A new section called [sources] appears, where the package information for mr.developer is initialized. For more details, please read its documentation. Again, mr.developer does not automatically place the packages into the develop list (and neither in the eggs), so you have to do that yourself.

With this augmented buildout.cfg, the buildout command will perform the following steps:

  1. It checks out the packages that you specified using mr.developer.
  2. It develops all packages in the develop section (it links the source of the packages to your local environment).
  3. It will go through the list of eggs and search for according packages in the following order:
    1. In one of the already developed directories.
    2. In the python environment, e.g., packages installed with pip.
    3. Online, i.e. on PyPI.
  4. It will populate the ./bin directory with all the console_scripts that you have specified in the setup.py. In our example, this is ./bin/bob_example_project_version.py.
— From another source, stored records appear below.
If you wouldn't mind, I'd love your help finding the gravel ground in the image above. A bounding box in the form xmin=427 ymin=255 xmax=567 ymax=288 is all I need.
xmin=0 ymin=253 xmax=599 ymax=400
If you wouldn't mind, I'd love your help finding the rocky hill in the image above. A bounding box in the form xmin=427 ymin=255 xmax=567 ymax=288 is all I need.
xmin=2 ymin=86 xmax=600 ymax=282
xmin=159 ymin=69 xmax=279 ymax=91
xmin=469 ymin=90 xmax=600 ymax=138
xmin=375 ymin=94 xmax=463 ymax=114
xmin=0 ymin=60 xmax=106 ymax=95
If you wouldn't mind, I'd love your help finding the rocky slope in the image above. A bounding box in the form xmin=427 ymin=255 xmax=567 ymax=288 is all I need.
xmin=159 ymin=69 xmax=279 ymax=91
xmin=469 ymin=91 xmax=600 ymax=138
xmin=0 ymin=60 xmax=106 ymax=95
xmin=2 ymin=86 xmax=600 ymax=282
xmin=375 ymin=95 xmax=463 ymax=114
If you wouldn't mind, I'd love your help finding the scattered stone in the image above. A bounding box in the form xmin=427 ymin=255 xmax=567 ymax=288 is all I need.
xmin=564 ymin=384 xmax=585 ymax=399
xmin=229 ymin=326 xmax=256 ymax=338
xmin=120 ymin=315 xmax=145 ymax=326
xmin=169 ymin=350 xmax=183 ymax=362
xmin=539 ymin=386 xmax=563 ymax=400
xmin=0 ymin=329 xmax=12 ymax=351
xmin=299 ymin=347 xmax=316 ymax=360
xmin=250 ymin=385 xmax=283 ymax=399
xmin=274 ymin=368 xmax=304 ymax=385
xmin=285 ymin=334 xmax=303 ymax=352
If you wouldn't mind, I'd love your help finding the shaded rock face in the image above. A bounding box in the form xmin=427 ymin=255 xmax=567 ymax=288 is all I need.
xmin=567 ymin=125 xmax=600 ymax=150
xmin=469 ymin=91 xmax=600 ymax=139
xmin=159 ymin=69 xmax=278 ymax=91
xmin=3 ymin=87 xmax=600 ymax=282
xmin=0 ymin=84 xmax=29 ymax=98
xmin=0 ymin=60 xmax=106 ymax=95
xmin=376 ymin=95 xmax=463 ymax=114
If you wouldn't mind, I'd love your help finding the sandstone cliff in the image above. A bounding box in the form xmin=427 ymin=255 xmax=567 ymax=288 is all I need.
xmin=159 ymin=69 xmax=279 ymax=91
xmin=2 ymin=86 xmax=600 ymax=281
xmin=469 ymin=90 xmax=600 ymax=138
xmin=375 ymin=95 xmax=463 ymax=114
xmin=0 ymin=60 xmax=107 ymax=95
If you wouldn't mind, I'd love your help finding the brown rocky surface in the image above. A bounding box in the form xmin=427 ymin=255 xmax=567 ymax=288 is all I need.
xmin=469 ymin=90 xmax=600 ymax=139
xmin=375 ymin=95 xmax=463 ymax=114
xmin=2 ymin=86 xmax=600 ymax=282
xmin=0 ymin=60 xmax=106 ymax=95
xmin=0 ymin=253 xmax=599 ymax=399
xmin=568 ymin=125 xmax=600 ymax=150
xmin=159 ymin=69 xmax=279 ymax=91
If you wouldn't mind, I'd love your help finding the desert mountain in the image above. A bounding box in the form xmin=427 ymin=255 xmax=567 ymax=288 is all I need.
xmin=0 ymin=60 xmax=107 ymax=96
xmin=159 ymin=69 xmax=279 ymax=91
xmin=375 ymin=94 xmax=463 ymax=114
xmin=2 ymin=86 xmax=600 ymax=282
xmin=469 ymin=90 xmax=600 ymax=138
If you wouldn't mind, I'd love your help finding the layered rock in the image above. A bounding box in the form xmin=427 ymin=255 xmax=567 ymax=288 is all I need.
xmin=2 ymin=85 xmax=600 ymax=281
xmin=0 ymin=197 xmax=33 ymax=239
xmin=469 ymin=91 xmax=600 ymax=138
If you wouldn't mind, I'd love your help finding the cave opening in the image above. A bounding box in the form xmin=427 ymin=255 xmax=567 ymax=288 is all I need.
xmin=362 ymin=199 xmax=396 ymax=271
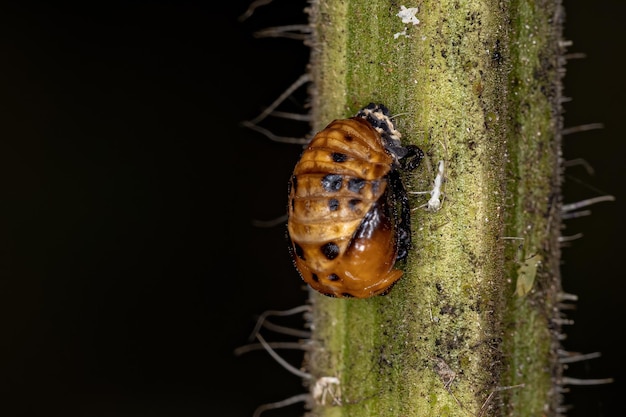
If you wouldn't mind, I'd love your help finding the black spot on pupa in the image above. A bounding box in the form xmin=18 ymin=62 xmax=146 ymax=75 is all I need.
xmin=347 ymin=178 xmax=366 ymax=193
xmin=366 ymin=114 xmax=379 ymax=128
xmin=331 ymin=152 xmax=348 ymax=162
xmin=349 ymin=199 xmax=362 ymax=210
xmin=322 ymin=174 xmax=342 ymax=192
xmin=328 ymin=273 xmax=340 ymax=281
xmin=343 ymin=133 xmax=354 ymax=141
xmin=321 ymin=242 xmax=340 ymax=260
xmin=294 ymin=243 xmax=305 ymax=260
xmin=311 ymin=273 xmax=319 ymax=282
xmin=328 ymin=198 xmax=339 ymax=211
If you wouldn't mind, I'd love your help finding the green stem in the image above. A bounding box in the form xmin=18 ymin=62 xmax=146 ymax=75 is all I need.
xmin=304 ymin=1 xmax=565 ymax=416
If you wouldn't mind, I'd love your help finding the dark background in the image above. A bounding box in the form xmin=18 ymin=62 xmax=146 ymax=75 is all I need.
xmin=0 ymin=1 xmax=622 ymax=416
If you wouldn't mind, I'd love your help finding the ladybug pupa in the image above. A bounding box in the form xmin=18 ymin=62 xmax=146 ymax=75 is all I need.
xmin=287 ymin=103 xmax=423 ymax=298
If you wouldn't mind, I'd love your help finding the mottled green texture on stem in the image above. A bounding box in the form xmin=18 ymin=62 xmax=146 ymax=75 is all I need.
xmin=500 ymin=1 xmax=565 ymax=416
xmin=305 ymin=1 xmax=564 ymax=416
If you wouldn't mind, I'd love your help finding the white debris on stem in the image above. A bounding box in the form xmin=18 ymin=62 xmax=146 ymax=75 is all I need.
xmin=394 ymin=6 xmax=420 ymax=39
xmin=397 ymin=6 xmax=419 ymax=25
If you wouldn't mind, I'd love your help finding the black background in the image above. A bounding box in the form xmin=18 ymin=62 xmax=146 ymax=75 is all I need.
xmin=0 ymin=1 xmax=622 ymax=416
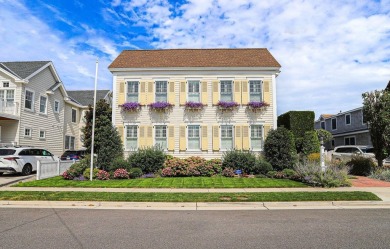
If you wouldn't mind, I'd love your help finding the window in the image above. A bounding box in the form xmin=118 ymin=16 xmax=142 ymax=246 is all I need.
xmin=251 ymin=125 xmax=263 ymax=150
xmin=155 ymin=125 xmax=167 ymax=149
xmin=362 ymin=111 xmax=367 ymax=124
xmin=221 ymin=125 xmax=233 ymax=150
xmin=320 ymin=121 xmax=325 ymax=129
xmin=345 ymin=137 xmax=356 ymax=145
xmin=188 ymin=80 xmax=200 ymax=102
xmin=126 ymin=125 xmax=138 ymax=150
xmin=39 ymin=96 xmax=47 ymax=113
xmin=331 ymin=139 xmax=335 ymax=147
xmin=127 ymin=81 xmax=139 ymax=102
xmin=39 ymin=130 xmax=46 ymax=139
xmin=155 ymin=81 xmax=167 ymax=102
xmin=65 ymin=136 xmax=75 ymax=150
xmin=249 ymin=80 xmax=262 ymax=101
xmin=0 ymin=89 xmax=14 ymax=106
xmin=188 ymin=125 xmax=200 ymax=150
xmin=54 ymin=100 xmax=60 ymax=113
xmin=220 ymin=80 xmax=233 ymax=101
xmin=331 ymin=118 xmax=337 ymax=130
xmin=24 ymin=128 xmax=32 ymax=137
xmin=25 ymin=90 xmax=34 ymax=110
xmin=3 ymin=82 xmax=9 ymax=88
xmin=345 ymin=114 xmax=351 ymax=125
xmin=72 ymin=109 xmax=77 ymax=123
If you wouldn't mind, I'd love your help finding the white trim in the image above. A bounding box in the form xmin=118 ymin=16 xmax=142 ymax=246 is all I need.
xmin=186 ymin=80 xmax=201 ymax=103
xmin=24 ymin=127 xmax=32 ymax=138
xmin=54 ymin=99 xmax=60 ymax=113
xmin=109 ymin=67 xmax=281 ymax=73
xmin=249 ymin=124 xmax=264 ymax=152
xmin=272 ymin=74 xmax=277 ymax=129
xmin=345 ymin=113 xmax=351 ymax=125
xmin=125 ymin=80 xmax=140 ymax=103
xmin=39 ymin=129 xmax=46 ymax=140
xmin=38 ymin=94 xmax=48 ymax=114
xmin=24 ymin=88 xmax=35 ymax=112
xmin=220 ymin=124 xmax=234 ymax=151
xmin=71 ymin=108 xmax=77 ymax=123
xmin=154 ymin=80 xmax=168 ymax=102
xmin=124 ymin=124 xmax=139 ymax=151
xmin=187 ymin=124 xmax=201 ymax=152
xmin=112 ymin=75 xmax=117 ymax=125
xmin=153 ymin=124 xmax=168 ymax=151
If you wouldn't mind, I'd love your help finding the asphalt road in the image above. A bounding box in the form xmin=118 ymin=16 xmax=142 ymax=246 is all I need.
xmin=0 ymin=209 xmax=389 ymax=249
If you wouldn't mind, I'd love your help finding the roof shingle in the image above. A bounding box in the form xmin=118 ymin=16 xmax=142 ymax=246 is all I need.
xmin=67 ymin=90 xmax=111 ymax=106
xmin=0 ymin=61 xmax=50 ymax=79
xmin=109 ymin=48 xmax=281 ymax=69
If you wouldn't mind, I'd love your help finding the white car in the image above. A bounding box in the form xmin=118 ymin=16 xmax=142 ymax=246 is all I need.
xmin=331 ymin=145 xmax=375 ymax=162
xmin=0 ymin=147 xmax=58 ymax=176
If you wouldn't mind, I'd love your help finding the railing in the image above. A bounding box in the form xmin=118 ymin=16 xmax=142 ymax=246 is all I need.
xmin=0 ymin=101 xmax=19 ymax=116
xmin=36 ymin=160 xmax=75 ymax=180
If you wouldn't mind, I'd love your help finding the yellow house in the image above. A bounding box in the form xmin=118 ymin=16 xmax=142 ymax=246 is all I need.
xmin=109 ymin=48 xmax=281 ymax=159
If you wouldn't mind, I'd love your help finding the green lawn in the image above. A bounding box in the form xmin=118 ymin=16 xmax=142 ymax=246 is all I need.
xmin=0 ymin=191 xmax=380 ymax=202
xmin=14 ymin=176 xmax=307 ymax=188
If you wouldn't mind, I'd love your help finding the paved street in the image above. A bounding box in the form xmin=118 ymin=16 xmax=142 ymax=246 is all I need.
xmin=0 ymin=208 xmax=389 ymax=249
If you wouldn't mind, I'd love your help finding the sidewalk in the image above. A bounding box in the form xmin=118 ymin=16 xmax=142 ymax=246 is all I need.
xmin=1 ymin=186 xmax=390 ymax=210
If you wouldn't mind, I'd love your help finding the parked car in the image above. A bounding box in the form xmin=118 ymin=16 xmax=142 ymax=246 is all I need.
xmin=331 ymin=145 xmax=375 ymax=162
xmin=0 ymin=147 xmax=58 ymax=176
xmin=60 ymin=150 xmax=86 ymax=161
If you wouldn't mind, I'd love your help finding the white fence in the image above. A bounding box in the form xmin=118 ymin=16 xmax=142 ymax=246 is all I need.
xmin=36 ymin=160 xmax=75 ymax=180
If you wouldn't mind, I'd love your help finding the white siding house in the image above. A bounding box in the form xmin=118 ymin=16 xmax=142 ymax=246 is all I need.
xmin=109 ymin=48 xmax=281 ymax=159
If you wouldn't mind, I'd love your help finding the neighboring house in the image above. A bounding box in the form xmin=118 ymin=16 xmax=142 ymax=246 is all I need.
xmin=109 ymin=48 xmax=281 ymax=159
xmin=314 ymin=107 xmax=371 ymax=150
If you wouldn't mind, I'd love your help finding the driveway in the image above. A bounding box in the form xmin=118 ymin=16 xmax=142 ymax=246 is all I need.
xmin=0 ymin=173 xmax=35 ymax=187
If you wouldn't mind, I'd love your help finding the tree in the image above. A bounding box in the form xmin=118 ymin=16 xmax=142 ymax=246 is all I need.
xmin=82 ymin=99 xmax=123 ymax=170
xmin=315 ymin=129 xmax=333 ymax=143
xmin=301 ymin=131 xmax=320 ymax=156
xmin=264 ymin=127 xmax=298 ymax=170
xmin=362 ymin=89 xmax=390 ymax=168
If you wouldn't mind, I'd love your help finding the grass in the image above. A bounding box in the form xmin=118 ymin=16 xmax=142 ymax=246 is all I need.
xmin=0 ymin=191 xmax=380 ymax=202
xmin=14 ymin=176 xmax=308 ymax=188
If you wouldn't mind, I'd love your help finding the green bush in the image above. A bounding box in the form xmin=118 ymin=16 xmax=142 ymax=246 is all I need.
xmin=221 ymin=168 xmax=235 ymax=177
xmin=205 ymin=159 xmax=223 ymax=174
xmin=370 ymin=169 xmax=390 ymax=182
xmin=108 ymin=157 xmax=130 ymax=172
xmin=254 ymin=157 xmax=273 ymax=174
xmin=69 ymin=160 xmax=89 ymax=177
xmin=277 ymin=111 xmax=315 ymax=139
xmin=347 ymin=156 xmax=376 ymax=176
xmin=222 ymin=150 xmax=256 ymax=174
xmin=129 ymin=168 xmax=143 ymax=179
xmin=281 ymin=168 xmax=297 ymax=178
xmin=83 ymin=168 xmax=99 ymax=179
xmin=315 ymin=129 xmax=333 ymax=143
xmin=264 ymin=127 xmax=298 ymax=170
xmin=301 ymin=131 xmax=320 ymax=155
xmin=127 ymin=146 xmax=165 ymax=173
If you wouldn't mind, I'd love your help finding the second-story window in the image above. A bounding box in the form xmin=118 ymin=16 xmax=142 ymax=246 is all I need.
xmin=331 ymin=118 xmax=337 ymax=130
xmin=155 ymin=81 xmax=167 ymax=102
xmin=72 ymin=109 xmax=77 ymax=123
xmin=0 ymin=89 xmax=14 ymax=106
xmin=25 ymin=90 xmax=34 ymax=110
xmin=54 ymin=100 xmax=60 ymax=113
xmin=220 ymin=80 xmax=233 ymax=101
xmin=39 ymin=96 xmax=47 ymax=114
xmin=320 ymin=121 xmax=325 ymax=129
xmin=345 ymin=114 xmax=351 ymax=125
xmin=249 ymin=80 xmax=262 ymax=101
xmin=127 ymin=81 xmax=139 ymax=102
xmin=188 ymin=80 xmax=200 ymax=102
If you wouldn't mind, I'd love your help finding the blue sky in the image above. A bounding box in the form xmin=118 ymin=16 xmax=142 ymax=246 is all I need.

The order of packages that you list in eggs and develop are important and dependencies should be listed first. Especially, when you want to use a private package and which not available through pypi. If you do not specify them in order, you might face with some errors like this:

Could not find index page for 'a.bob.package' (maybe misspelled?)

If you see such errors, you may need to add the missing package to eggs and develop and sources (of course, respecting the order of dependencies).

Note

We advise to always have two configuration files to be used with buildout:
  1. A simple minimal buildout.cfg file, such as the one in bob.example.project
  2. A more complete version, called develop.cfg that checks out whatever (Bob) packages that your project depend on.

Buildout by default looks for buildout.cfg in your current folder and uses that configuration file. You can specify a different config file with the -c option:

$ buildout -c develop.cfg

Your local environment

After buildout has finished, you should now be able to execute ./bin/bob_example_project_version.py:

$ ./bin/bob_example_project_version.py
bob.blitz: 2.0.5 [api=0x0201] ([PATH]/eggs/bob.blitz-2.0.5-py2.7-linux-x86_64.egg)
* C/C++ dependencies:
  - Blitz++: 0.10
  - Boost: 1.55.0
  - Compiler: {'version': '4.9.2', 'name': 'gcc'}
  - NumPy: {'abi': '0x01000009', 'api': '0x00000009'}
  - Python: 2.7.9
* Python dependencies:
  - bob.extension: 2.0.7 ([PATH]/bob.example.project/eggs/bob.extension-2.0.7-py2.7.egg)
  - numpy: 1.8.2 (/usr/lib/python2.7/dist-packages)
  - setuptools: 15.1 ([PATH]/bob.example.project/eggs/setuptools-15.1-py2.7.egg)

Also, when using the newly generated ./bin/python script, you can access all packages that you have developed, including your own package:

$ ./bin/python
>>> import bob.example.project
>>> print (bob.example.project)
<module 'bob.example.project' from '[PATH]/bob/example/project/__init__.py'>
>>> print (bob.example.project.get_config())
bob.example.project: 0.0.1a0 ([PATH]/bob.example.project)
* Python dependencies:
  - bob.blitz: 2.0.5 ([PATH]/eggs/bob.blitz-2.0.5-py2.7-linux-x86_64.egg)
  - bob.extension: 2.0.7 ([PATH]/bob.example.project/eggs/bob.extension-2.0.7-py2.7.egg)
  - numpy: 1.8.2 (/usr/lib/python2.7/dist-packages)
  - setuptools: 15.1 ([PATH]/bob.example.project/eggs/setuptools-15.1-py2.7.egg)

Everything is now setup for you to continue the development of this package. Modify all required files to setup your own package name, description and dependencies. Start adding files to your library (or libraries) and, if you wish, make this package available in a place with public access to make your research public. We recommend using Gitlab or GitHub. Optionally, drop-us a message talking about the availability of this package so we can add it to the growing list of bob packages.